The Garden of Earthly Delights, painted by Hieronymous Bosch (born Jheronimus, e.g. Jerome, van Aken) circa 1500 A.D., offers a playful awareness of the ear, and acupuncture — which, it is now taken for granted, is neither just the next big modality, nor just an ancient Chinese medicine, but a part of human culture found throughout the world including ancient Egypt, Arabia, Brazil, South Africa, and Eastern Siberia and Northern Canada.[1] Many practitioners of ear acupuncture, including the key developers of auriculotherapy and auriculomedicine, specifically, Paul Nogier, MD, and his colleague René Bourdiol, MD, have studied the curious depiction of ear acupuncture in the Garden of Earthly Delights, an expression of sexual desire arguably also as old as culture itself.
Intrigued in the possibility that the painting could provide ideas concerning auricular points related to sexuality, Nogier and Bourdiol agreed to try this treatment on their patients.[2] Following the painting, in which a right ear and a left ear are joined together along their mastoid surfaces with a knife (representative of a phalus) projecting from the space between the ears, Nogier and Bourdiol tested the points depicted. They followed the guidance of a needle possibly left behind from a piercing by the demon-like figure standing in the inferior concha to discover points with respective surpassing and enhancing effects on libido.[2] These points — the association and location of which are complicated by Nogier’s phase system which has fallen out of use and may not correspond with concepts in contemporary auricular practice — have been reviewed in detail by Nader Soliman, who upon further examination of the painting has suggested there an axis of sexual desire.[2]

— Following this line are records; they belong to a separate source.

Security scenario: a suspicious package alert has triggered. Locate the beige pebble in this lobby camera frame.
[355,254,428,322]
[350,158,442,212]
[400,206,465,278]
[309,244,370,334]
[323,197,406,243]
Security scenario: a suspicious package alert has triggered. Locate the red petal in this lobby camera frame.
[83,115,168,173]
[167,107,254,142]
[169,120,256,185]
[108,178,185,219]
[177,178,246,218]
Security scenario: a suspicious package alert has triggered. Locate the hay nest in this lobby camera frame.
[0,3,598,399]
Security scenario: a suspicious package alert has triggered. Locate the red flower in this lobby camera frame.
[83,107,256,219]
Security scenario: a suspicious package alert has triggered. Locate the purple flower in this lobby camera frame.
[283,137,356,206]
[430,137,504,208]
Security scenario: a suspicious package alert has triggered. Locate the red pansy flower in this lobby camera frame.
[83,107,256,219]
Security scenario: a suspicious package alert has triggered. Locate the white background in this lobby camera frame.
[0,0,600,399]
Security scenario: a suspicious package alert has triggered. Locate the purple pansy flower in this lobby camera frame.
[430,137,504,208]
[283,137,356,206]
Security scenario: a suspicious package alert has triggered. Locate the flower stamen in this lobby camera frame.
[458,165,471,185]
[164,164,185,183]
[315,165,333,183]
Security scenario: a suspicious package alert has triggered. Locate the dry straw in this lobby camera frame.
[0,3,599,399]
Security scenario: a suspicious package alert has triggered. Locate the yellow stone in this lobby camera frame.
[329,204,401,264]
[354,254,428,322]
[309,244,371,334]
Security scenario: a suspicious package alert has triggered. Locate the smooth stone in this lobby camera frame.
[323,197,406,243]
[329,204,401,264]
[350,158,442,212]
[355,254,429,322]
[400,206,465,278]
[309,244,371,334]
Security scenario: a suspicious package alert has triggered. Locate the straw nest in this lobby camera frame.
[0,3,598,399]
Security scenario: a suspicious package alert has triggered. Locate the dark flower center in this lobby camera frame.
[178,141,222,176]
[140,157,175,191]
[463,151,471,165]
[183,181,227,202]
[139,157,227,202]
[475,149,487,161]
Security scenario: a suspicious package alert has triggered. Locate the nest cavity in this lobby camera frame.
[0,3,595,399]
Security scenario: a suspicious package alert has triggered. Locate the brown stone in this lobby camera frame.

From the massaging, prodings, and piercings of demons observed in Bosch’s Garden of Earthly Delights, Soliman has presented an axis of points reflecting our neurology as it relates to sexual function. An axis with effects on the hypothalamus, the cingulate gyrus, the hippocampus, the sympathetic fibers of the sympathetic chain, the parasympathetic fibers in the sacrococcygeal segment of the spinal cord, the cerebellum and more. Regions which have been shown to play important roles[3,4,5] in pathways that either suppress or boost sexual desire.